At the same time, clubs have fewer incentives to train their own players or give a genuine chance to young players from their region. This trend is exacerbated by the increasingly unreliable financial compensation for training young players who leave early, and the ability of many European clubs to 'poach' young players from the age of 16 from across the European Union.
UEFA's rule aims to encourage the local training of young players, and increase the openness and fairness of European competitions. It also aims to counter the trend for hoarding players, and to try to re-establish a 'local' identity at clubs.
From 2008/09, clubs in the UEFA Champions League and UEFA Europa League required a minimum of eight homegrown players in a squad limited to 25. These rules are also in force in several national leagues across Europe.
UEFA introduced the rule in three phases:
Clubs have no obligation to put a certain number of homegrown players on the field of play, or on the matchsheet. They are entirely free in their team and matchday squad selection.
UEFA defines locally-trained or 'homegrown' players as those who, regardless of their nationality, have been trained by their club or by another club in the same national association for at least three years between the age of 15 and 21. Up to half of the locally-trained players must be from the club itself, with the others being either from the club itself or from other clubs in the same association.
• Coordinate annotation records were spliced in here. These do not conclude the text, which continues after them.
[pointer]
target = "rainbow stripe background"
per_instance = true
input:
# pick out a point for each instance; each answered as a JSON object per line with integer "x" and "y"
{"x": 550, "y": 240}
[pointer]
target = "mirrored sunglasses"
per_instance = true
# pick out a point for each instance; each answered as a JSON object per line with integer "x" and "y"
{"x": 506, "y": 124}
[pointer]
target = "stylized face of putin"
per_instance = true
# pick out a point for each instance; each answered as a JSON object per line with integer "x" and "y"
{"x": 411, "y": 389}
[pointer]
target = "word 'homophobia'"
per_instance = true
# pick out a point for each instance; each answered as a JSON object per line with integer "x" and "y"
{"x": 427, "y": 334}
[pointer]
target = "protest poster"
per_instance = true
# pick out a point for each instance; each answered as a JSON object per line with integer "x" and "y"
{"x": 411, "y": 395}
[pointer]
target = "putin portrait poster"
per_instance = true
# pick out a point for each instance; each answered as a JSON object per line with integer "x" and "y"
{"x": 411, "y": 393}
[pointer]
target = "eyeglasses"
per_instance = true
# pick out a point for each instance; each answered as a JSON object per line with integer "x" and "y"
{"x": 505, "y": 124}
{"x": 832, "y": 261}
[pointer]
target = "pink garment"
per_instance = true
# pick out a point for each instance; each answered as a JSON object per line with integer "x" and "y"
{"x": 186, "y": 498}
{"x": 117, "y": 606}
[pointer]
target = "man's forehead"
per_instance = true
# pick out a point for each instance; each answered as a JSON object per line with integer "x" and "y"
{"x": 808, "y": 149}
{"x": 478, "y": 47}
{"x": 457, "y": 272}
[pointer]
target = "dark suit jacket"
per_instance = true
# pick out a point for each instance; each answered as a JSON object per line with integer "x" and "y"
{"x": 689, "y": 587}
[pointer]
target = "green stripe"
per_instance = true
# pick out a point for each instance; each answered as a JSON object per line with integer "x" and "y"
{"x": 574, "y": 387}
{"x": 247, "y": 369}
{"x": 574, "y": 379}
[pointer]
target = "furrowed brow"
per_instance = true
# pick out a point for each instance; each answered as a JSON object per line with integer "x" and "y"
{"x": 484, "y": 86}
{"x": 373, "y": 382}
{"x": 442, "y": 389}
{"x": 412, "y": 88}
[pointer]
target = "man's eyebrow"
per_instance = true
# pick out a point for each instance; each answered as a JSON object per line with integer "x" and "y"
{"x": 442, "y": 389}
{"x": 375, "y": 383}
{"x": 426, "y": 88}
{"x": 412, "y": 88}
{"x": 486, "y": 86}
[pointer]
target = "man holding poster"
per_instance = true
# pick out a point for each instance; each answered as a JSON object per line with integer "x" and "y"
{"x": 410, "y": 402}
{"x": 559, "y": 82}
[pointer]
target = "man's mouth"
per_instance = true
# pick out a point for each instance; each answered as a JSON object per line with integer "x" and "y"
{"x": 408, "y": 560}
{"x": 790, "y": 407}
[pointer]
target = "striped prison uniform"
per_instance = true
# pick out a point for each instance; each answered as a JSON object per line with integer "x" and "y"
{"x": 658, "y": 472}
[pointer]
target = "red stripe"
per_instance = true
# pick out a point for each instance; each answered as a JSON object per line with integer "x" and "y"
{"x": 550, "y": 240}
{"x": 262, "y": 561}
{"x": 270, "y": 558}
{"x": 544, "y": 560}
The UEFA rule contains no nationality conditions whatsoever because within the EU such conditions are illegal (following the Bosman ruling). The European Commission stated that the UEFA rule was legal in a statement in May 2008, and that a review would take place in 2012.
UEFA unveiled its proposals in February 2005 and they received the support of the national associations at the governing body's Congress in Tallinn two months later.
Fans responding to a UEFA.com user survey gave their backing – more than 80% wanted clubs to maintain a local identity.
Before launching the new rules, UEFA organised a two-year consultation with fans, national associations, national leagues, clubs, players' unions, and all the institutions of the EU.
In parallel, UEFA spent two years providing detailed research to the European Commission Directorates-General that were most interested in the rule (Education and Culture, Employment and Social Affairs, Competition, and the Legal Service).